While looking at https://discussions.unity.com/t/problem-with-netcode-1-0-2/1701859/2 I was wondering why package manager was not suggesting updates to latest NGO version and while this is probably related to the fact that user was working un unsupported tech stream of Unity editor and this is not NGO fault I realized one issue that we have

In our package.json we use "unity": "6000.0" and in contrast to Netcode for Entities implementation we are not using "unityRelease": "0f1". The difference is as follows:

1. Behavior with unityRelease specified
With the configuration "unity": "6000.0" and "unityRelease": "0f1", the Package Manager interprets this as a strict minimum requirement.

Minimum Version: The package explicitly declares that it requires Unity 6000.0.0f1 or higher.
Behavior: If a user tries to install this package on an Editor version lower than this (e.g., 6000.0.0b10), the Package Manager will flag it. Specifically, if installed on an older version, the Package Manager window will display an info icon in the details header indicating that the package version is not recommended for that Unity version.
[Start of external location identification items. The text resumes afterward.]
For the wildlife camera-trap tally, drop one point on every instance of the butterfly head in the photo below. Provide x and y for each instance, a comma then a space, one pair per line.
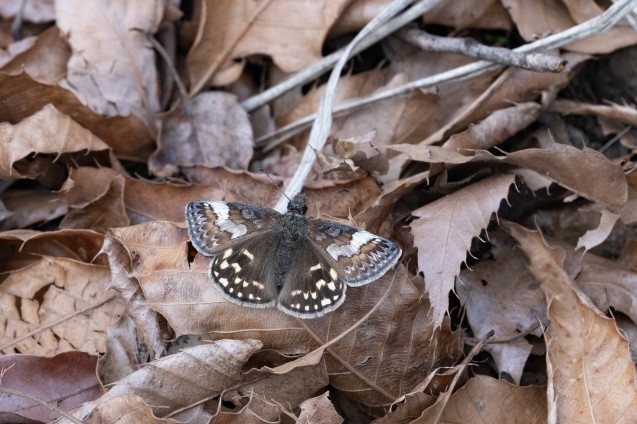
298, 205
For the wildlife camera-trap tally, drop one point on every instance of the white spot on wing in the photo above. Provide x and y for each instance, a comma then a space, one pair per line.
224, 223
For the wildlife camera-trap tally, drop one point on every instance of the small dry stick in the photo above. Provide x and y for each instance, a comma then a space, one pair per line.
537, 62
447, 394
589, 28
308, 74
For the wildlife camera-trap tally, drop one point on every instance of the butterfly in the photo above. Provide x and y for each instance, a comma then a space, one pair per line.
300, 265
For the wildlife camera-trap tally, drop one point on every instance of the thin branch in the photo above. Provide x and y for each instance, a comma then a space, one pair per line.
589, 28
536, 62
444, 398
54, 323
323, 65
41, 402
323, 124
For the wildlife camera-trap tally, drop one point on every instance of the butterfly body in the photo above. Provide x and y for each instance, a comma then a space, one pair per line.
301, 265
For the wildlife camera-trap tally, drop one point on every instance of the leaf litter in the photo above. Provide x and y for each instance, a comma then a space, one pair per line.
512, 193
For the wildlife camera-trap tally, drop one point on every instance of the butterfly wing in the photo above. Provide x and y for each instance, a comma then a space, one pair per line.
216, 226
311, 287
244, 273
360, 257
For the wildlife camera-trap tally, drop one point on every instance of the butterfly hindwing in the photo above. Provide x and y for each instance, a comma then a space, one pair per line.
313, 288
215, 226
241, 273
359, 256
2. Behavior without unityRelease specified
If we don't have "unityRelease": "0f1" and leave only "unity": "6000.0", the restriction becomes broader.

Minimum Version: The Package Manager considers the package compatible with the entire 6000.0 cycle (and newer).
Behavior: It effectively sets the "floor" to the beginning of that major/minor version cycle. It will not complain if the user is on a beta or alpha of 6000.0, provided the major.minor matches or exceeds the requirement.

Our issue is that in our CI we specified minimum editor to 6000.0 and while using unity-downloader-cli -u {{editor}} command the tool fetches the latest available release for that version stream (e.g., 6000.0.36f1), not the initial release (e.g., 6000.0.0f1).
It is not fair or safe to claim support for 6000.0 (which implies 6000.0.0f1 and up, also alpha and beta versions) while only testing on the latest patch (e.g., 6000.0.36f1).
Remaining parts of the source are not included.